Palp : Le festival nature
Depuis onze ans, le PALP Festival, créé par Sébastien Olsen et Blaise Coutaz, emmène artistes et spectateurs aux quatre coins du canton du Valais pour découvrir des lieux insolites et des produits du terroir. Une manière originale et écologique de consommer de la culture!

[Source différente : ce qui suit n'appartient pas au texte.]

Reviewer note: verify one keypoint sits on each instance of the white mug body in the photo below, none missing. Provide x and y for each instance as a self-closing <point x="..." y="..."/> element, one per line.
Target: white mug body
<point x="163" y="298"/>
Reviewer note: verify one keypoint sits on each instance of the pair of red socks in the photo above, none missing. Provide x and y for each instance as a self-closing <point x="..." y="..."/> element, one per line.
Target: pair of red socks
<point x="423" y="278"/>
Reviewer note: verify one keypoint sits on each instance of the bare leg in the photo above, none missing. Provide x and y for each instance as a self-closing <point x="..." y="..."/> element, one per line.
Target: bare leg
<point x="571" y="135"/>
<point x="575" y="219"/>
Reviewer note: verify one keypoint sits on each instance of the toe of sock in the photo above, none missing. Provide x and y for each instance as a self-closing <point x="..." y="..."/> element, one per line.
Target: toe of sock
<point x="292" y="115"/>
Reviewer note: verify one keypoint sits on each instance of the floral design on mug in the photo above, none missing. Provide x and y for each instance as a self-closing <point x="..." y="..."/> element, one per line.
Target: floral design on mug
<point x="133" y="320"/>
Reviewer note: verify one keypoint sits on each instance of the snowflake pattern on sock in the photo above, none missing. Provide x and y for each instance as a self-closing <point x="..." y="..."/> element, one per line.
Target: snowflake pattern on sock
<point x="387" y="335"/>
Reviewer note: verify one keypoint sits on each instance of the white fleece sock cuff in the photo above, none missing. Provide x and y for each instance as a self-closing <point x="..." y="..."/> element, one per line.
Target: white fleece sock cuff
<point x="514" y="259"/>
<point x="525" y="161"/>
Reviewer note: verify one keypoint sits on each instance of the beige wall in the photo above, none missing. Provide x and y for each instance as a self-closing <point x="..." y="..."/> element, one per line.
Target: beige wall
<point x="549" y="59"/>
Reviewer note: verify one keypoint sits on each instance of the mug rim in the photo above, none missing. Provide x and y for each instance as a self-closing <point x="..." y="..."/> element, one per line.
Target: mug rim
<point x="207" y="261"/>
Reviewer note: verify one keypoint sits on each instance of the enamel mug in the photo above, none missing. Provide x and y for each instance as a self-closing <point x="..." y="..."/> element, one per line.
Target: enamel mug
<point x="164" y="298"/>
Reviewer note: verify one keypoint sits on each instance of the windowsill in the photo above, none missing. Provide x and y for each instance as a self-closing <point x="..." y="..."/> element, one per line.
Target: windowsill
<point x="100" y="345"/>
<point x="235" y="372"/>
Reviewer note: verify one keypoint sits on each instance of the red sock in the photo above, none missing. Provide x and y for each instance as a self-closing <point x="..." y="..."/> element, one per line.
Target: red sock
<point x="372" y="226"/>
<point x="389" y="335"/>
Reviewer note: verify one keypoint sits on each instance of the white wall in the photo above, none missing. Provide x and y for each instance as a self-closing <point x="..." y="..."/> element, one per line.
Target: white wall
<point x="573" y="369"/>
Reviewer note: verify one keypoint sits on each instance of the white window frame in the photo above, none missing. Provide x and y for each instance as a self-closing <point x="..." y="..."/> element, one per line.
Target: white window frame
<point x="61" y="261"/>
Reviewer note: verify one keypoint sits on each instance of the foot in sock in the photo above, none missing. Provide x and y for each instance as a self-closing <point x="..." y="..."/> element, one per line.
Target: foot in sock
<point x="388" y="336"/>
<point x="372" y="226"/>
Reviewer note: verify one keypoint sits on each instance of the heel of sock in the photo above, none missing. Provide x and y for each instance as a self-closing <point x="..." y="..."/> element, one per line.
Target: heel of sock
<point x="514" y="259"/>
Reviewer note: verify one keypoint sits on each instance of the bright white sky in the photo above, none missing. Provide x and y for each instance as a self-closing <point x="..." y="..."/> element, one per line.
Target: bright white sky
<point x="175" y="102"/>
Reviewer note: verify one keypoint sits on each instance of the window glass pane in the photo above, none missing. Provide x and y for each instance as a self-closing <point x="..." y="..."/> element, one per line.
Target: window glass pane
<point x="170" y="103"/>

Quatre hommes ont beaucoup œuvré pour la réputation de Martigny: Christian Constantin, inamovible président du FC Sion, Pascal Couchepin, conseiller fédéral de 1998 à 2009, Stéphane Lambiel, champion du monde de patinage artistique en 2005 et 2006, et Léonard Gianadda, président de la fondation d’art privé. Il existe cependant une autre institution qui ramène directement à la cité d’Octodure: la distillerie Morand. Son siège est là, au bord de la Dranse, depuis 1889. Cela en fait des litres de williamine et d’abricotine produits dans ces cuves depuis plus de 130 ans. Et on ne parle même pas des milliers de souvenirs, à l’armée ou entre amis, nés autour de ces eaux-de-vie typiques. Depuis trois ans, la distillerie Morand figure en bonne place dans la to-do liste de Sébastien Olesen, directeur du PALP Festival. Il avait envie d’installer une scène au cœur de ce site industriel, de le transformer en un jardin secret, peuplé d’épineux, et de faire chanter des artistes juste devant ces alambics, majestueux dans leur robe de cuivre.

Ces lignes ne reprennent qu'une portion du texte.